During Easter break, we had power for two full days, day and night. The government made sure everybody had power during Easter, because it is a national holiday, and everybody would be free and at home or at their families. During these festive days, power cuts would ruin the fun, and therefore the government bought power from Cote d’Ivoire for these two days. (Through Facebook, I later learned that the Ghanaian government did the same, but on Burkina Faso was no news, as usual). After Easter, the power cuts restarted their indecisive moments of shut-down.   Next to these controlled power cuts, Burkinabés try to find solutions in (green), cheap (!) and more efficient energy: the sun. However, as overheard at a dinner table in Gounghin in Ouagadougou, there seem to be issues with French companies and the government that make the buying and installation of solar panels nearly impossible. The prices are absurd, even for rich Burkinabés. Because of this, most people are unable to use their most valuable and most present asset for energy, and they are dependent on the government for their energy. This lack of government efficiency and influence of the French on their choices for energy exploitation makes that the Burkinabé lose their trust in the ability of their government. Moreover, they started to hate the French even more. However, they do find their own solutions around these two bodies of regulations.

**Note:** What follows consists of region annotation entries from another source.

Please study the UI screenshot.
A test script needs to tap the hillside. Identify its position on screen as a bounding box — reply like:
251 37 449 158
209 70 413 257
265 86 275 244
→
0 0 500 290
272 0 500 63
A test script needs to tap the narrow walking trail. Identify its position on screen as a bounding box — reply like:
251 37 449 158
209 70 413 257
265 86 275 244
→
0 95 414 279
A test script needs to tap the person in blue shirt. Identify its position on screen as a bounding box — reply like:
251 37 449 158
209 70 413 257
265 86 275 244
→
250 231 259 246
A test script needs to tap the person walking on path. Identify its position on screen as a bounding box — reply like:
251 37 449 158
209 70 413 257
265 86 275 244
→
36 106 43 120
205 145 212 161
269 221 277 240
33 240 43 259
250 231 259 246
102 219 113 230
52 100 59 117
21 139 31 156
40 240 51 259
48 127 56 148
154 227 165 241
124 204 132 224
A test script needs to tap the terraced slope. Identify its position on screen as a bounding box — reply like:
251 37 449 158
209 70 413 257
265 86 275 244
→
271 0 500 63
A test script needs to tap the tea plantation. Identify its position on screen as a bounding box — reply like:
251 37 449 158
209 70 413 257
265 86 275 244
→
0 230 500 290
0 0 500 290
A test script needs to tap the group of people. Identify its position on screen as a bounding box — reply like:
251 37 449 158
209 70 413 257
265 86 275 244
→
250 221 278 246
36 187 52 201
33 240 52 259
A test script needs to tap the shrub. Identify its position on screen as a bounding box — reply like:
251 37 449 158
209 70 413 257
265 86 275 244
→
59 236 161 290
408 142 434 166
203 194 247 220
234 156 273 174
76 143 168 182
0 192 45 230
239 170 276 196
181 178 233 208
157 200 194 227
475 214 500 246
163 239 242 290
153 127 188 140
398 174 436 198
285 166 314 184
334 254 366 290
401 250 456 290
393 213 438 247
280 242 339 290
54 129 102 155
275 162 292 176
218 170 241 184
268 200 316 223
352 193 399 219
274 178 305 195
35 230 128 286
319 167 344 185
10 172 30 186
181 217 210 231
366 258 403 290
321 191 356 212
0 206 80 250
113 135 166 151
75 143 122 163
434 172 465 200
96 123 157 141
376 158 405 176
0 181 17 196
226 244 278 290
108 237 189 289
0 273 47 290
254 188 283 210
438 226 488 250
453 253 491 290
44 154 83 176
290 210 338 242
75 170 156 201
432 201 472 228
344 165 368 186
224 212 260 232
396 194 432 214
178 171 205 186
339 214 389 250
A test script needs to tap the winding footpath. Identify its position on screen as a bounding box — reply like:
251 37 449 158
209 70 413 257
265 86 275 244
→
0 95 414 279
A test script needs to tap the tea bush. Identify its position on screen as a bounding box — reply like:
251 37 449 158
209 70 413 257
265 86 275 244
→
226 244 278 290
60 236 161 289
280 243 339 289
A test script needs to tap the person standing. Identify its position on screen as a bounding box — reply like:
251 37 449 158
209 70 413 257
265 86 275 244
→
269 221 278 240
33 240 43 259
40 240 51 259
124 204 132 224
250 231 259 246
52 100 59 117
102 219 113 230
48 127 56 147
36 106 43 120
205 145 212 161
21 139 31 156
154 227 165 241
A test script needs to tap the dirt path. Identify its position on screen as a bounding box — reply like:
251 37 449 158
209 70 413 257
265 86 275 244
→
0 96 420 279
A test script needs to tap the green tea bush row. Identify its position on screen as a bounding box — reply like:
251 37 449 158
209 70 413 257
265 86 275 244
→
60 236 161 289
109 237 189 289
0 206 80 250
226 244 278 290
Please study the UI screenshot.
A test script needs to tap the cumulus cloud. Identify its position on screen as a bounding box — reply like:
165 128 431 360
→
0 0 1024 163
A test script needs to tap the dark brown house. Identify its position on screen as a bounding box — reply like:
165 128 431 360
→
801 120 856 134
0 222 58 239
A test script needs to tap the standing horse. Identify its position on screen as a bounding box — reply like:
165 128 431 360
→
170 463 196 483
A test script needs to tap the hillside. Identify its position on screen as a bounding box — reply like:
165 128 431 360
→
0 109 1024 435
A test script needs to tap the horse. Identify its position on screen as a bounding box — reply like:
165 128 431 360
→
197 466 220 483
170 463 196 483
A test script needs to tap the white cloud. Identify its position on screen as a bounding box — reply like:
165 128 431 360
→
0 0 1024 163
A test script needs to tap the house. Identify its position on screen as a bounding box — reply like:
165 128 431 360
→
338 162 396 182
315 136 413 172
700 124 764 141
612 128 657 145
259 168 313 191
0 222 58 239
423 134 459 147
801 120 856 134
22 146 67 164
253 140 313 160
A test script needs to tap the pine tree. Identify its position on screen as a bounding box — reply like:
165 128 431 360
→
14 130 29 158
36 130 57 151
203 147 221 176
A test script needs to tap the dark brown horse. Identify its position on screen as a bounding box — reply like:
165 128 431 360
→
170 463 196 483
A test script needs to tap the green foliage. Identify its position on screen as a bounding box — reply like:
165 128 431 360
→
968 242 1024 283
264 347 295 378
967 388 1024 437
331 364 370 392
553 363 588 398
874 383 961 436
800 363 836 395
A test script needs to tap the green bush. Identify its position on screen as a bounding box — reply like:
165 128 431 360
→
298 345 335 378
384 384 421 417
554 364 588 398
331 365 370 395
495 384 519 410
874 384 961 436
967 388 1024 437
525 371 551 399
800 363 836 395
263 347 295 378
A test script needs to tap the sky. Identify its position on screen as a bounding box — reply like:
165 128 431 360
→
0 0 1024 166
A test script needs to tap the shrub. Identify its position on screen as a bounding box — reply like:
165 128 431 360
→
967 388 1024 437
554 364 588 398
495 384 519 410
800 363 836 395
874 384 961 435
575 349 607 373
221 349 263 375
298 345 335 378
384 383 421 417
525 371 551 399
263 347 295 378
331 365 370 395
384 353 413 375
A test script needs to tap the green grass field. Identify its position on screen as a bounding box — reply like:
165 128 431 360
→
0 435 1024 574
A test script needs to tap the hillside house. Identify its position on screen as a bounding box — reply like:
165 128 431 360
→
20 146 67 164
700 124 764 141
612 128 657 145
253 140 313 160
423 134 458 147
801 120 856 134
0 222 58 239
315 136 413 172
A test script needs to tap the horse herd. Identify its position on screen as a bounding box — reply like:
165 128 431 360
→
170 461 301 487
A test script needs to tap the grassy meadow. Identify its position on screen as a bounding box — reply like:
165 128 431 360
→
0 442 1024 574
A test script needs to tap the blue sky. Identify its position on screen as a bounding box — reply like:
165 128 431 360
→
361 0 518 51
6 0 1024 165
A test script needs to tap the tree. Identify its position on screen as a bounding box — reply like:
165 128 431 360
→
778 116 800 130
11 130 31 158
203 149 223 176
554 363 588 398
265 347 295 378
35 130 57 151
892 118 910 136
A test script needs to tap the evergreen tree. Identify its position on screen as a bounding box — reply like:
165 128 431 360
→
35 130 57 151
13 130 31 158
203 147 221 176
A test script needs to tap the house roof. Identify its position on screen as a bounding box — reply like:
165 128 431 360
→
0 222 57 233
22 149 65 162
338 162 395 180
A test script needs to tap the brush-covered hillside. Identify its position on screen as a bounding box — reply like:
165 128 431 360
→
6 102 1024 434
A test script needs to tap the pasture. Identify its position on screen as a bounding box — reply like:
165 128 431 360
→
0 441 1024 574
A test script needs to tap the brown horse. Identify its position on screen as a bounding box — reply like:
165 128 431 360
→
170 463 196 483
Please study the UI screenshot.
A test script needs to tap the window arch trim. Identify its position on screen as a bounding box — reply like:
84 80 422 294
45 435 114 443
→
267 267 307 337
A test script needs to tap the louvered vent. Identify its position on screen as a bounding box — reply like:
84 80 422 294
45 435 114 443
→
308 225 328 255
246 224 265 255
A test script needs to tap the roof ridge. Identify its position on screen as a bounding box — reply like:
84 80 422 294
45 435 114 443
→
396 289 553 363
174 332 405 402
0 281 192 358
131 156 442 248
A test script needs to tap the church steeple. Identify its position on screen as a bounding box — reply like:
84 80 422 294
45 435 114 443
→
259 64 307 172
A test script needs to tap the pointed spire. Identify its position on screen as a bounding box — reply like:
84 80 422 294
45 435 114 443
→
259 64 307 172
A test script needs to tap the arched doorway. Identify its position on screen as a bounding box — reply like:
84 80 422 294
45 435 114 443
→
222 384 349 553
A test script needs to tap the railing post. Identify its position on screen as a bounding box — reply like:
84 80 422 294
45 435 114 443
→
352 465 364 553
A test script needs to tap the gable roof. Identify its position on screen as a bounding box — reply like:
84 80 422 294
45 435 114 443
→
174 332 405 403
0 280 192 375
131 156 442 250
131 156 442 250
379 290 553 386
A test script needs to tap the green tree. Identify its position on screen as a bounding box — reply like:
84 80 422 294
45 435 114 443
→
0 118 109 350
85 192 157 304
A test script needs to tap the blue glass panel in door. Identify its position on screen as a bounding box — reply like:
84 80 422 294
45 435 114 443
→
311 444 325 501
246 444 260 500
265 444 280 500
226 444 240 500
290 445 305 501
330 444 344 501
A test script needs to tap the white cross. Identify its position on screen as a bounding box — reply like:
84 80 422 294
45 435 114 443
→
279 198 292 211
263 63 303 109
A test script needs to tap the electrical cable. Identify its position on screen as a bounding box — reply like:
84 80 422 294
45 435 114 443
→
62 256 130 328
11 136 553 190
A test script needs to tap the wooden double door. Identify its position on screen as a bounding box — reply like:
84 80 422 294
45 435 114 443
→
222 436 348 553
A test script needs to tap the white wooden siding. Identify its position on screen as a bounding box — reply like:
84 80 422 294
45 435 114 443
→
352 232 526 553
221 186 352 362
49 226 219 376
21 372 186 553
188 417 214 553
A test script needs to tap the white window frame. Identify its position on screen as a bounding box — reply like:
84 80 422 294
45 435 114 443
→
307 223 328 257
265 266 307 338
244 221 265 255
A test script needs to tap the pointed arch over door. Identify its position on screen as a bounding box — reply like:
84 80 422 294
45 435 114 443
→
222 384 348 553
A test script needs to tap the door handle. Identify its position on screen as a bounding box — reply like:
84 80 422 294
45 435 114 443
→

As strongly as the Burkina government-in-transition at these moments of connectivity is felDSC01605t, as absent they are in everything else concerning ICT. In the development of, and the business surrounding ICTs such as mobile phones and internet connection, the government hardly has a share. The Burkinabés, the French and the Chinese fix everything. Portables are imported by the Chinese and the French, with brands such as ‘wiko’ and a remake of a remake of a Huawei – brand-less, but with the ability to add two or sometimes three Sim cards. Phones are as old as the oldest Nokia and as new as the newest Samsung, but I have not yet seen a single Iphone. I guess Apple has not discovered West Africa as a potential market yet. I bet Apple wouldn’t last a day here, since Burkinabés know exactly which phone works best for which purpose. Easy to break, expensive smartphones are not part of their equation. Efficient, strong and powerful mobile phones are what they need, no fancy labels or trends. That’s why they often have four instead of one.

Having multiple mobile phones and/or multiple Sim cards is essential for Burkinabés. When one of the country’s three phone networks is weaker than the other, or when one of their phones loses power because there was no power for some days, they use their other Sim or other phone. In this way, they are always available, and ready to share their stories, news, calls to action and photos of the latest Smockey concerts. Although it may sometimes be a bump in a dusty road, no government mess or French interference can mess with the will and the need of the Burkinabés to be connected, and to be part of online communities, as much as they are part of them offline.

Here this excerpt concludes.